HACKER Q&A
📣 DantesTravel

Have you ever used anti detect browsers for web scraping?


I'm in the web scraping industry for a while and I often spend some time creating my "swiss knife" with Playwright or Selenium in case things get tough. Thanks to a niche substack I'm following, I discovered only today the existence of anti detect browsers like GoLogin and others. From what I see, they seem a good solution for small projects, but difficult to scale in larger ones for costs of licensing and infrastructure (most of them require a windows machine to run). Does any of you guys smarter than me use these browsers on a large scale? How is composed your tech stack?


  👤 jmt_ Accepted Answer ✓
How would you actually use an anti-detect browser programmatically? Would you need to write a custom Selenium driver for it or equivalent for Playwright? Even if the browser is built off something like Chrome, you'd still need a way to interact with the anti-detect related features.

A good trick I discovered is using webkit thru Playwright to bypass fingerprinting and related anti-bot measures. Firefox/Chrome simply leaks too much information, even with various "stealth" modifications. e.g: have been able to reliably scrape a well known companies site that implemented a "state of the art, AI-powered, behavioral analysis, etc" anti-bot product. Using Chrome/Firefox + stealth measures in Playwright did not work - simply switching to Webkit with no further modifications did the trick.

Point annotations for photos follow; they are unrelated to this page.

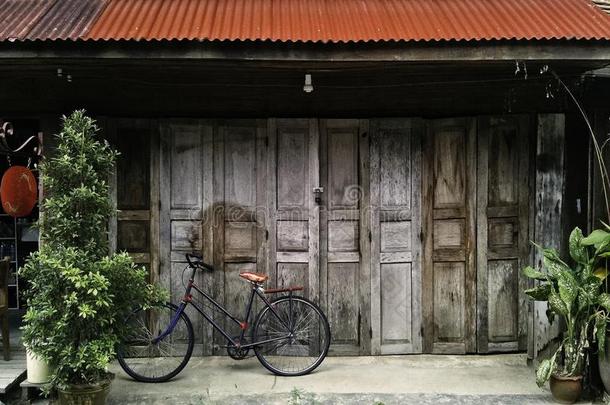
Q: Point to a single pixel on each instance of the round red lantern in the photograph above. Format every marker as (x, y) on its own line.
(18, 191)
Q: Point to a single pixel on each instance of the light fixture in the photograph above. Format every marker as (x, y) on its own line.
(308, 87)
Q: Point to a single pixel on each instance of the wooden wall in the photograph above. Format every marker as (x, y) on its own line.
(416, 242)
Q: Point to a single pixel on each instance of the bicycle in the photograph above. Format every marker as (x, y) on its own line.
(290, 335)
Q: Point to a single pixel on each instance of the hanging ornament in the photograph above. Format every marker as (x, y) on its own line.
(18, 191)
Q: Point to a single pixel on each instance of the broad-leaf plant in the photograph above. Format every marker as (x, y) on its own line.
(574, 292)
(78, 294)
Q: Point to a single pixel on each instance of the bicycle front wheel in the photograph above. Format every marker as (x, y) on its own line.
(294, 337)
(150, 353)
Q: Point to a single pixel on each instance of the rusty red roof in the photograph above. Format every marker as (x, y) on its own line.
(47, 19)
(328, 21)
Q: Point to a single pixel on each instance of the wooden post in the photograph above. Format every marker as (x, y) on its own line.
(549, 202)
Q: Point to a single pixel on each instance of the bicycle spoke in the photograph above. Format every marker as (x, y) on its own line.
(148, 361)
(297, 353)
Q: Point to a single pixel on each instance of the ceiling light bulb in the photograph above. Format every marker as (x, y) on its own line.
(308, 87)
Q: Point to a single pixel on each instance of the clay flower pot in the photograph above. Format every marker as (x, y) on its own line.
(566, 390)
(90, 394)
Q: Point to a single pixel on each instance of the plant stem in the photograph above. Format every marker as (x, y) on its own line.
(598, 151)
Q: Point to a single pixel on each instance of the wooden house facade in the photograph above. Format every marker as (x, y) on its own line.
(402, 192)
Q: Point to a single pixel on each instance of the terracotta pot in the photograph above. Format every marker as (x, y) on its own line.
(91, 394)
(566, 390)
(38, 369)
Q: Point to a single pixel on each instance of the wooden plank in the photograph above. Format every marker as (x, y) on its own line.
(218, 228)
(365, 243)
(375, 246)
(261, 199)
(524, 246)
(272, 201)
(471, 270)
(134, 215)
(416, 235)
(549, 201)
(155, 198)
(428, 224)
(450, 201)
(482, 245)
(314, 212)
(211, 51)
(395, 236)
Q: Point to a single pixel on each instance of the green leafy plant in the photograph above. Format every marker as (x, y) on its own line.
(574, 292)
(78, 295)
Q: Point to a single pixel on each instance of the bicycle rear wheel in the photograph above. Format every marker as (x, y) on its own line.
(294, 339)
(148, 359)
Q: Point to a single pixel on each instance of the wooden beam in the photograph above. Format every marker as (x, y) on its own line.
(351, 52)
(549, 203)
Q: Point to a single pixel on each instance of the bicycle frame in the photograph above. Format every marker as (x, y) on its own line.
(256, 290)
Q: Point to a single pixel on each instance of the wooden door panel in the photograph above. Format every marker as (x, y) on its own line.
(185, 172)
(135, 189)
(343, 278)
(449, 307)
(395, 236)
(294, 223)
(449, 296)
(502, 221)
(239, 224)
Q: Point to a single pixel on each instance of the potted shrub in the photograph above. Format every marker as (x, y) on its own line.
(79, 295)
(600, 241)
(574, 292)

Not exactly what you're asking, but my point is, that with a little time and effort, I've usually been able to find fairly simple holes in most anti-bot measures -- it probably wouldn't be terribly hard (especially since you're versed in scraping) to build-out something similar to what you're looking to achieve without having to pay for sketchy anti-detect browsers.


👤 fxtentacle
I've found that it's almost never needed. Most of the "advanced AI human detection" things are glorified IP reputation systems. So you just need a few IPs that would be way too painful to block, for example US residential IPs, and you're good.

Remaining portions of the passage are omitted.